The amount of coronavirus particles in wastewater has decreased some compared to last week, results from the most recent round of the Health Board's wastewater survey shows. The virus has spread very widely in the Viimsi-Muuga region near Tallinn.
The Health Board's environmental health department advisor Merli Jõemaa said the largest drop in coronavirus content can be seen in southern Estonia with Valga and Võru now in the "green" (less than 100 viruses per milliliter).
Põlva also saw a drop from "red" (more than 10,000 viruses per milliliter) to "yellow" (101-1,999 viruses per milliliter), meaning there are a moderate number of people infected with the coronavirus in the region. The same can be said for most cities in western Estonia. The coronavirus has spread quite widely in Tallinn.
Jõemaa noted that although there is less coronavirus content in wastewater compared to the week prior, it does not mean that the coronavirus has gone off somewhere. "The picture now looks more like the last weeks of 2021," the Health Board adviser said.
The Health Board has taken over the wastewater study from the University of Tartu this year, although the university's researchers will still be retained as advisers. An average of 34 samples are taken each week, down from 60 when the University of Tartu would conduct the studies.

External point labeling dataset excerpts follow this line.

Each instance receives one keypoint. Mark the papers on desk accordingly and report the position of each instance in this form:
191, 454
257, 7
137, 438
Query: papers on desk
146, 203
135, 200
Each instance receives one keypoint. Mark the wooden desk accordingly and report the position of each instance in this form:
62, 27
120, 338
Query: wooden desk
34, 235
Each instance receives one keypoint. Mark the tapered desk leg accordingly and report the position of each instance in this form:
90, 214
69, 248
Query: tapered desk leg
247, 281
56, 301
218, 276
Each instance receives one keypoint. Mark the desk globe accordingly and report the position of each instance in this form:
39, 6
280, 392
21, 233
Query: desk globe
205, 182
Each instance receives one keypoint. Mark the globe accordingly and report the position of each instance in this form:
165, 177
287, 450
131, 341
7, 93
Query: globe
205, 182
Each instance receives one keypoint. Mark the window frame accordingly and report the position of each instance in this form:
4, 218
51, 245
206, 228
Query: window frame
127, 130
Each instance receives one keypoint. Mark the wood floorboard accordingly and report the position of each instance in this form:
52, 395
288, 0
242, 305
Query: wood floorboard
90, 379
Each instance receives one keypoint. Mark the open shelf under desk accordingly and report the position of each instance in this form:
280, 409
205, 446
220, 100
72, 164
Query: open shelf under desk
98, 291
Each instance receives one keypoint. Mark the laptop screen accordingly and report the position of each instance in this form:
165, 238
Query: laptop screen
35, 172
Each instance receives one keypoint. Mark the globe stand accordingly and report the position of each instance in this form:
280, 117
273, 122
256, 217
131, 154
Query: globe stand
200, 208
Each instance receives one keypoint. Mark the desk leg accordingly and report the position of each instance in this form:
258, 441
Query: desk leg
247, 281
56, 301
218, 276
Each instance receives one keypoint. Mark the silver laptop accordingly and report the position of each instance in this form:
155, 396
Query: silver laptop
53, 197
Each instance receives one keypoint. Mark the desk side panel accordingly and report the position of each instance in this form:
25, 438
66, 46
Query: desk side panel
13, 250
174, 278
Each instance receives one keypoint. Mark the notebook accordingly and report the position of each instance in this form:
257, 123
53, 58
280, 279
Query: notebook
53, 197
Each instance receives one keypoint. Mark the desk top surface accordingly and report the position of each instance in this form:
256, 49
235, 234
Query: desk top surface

The samples of wastewater – sewage, to be more precise – are taken at all population centers with more than 10,000 inhabitants, and some smaller centers where needed.
The readings reflect the situation of wastewater passing through a treatment plant over the preceding 24 hours, giving a reliable overview of the infection level in that town or city, whereas spot checks conducted at smaller towns reflect the situation at the moment of sampling. Since these are more likely to be affected by other factors, data over several weeks is required, to indicate trends.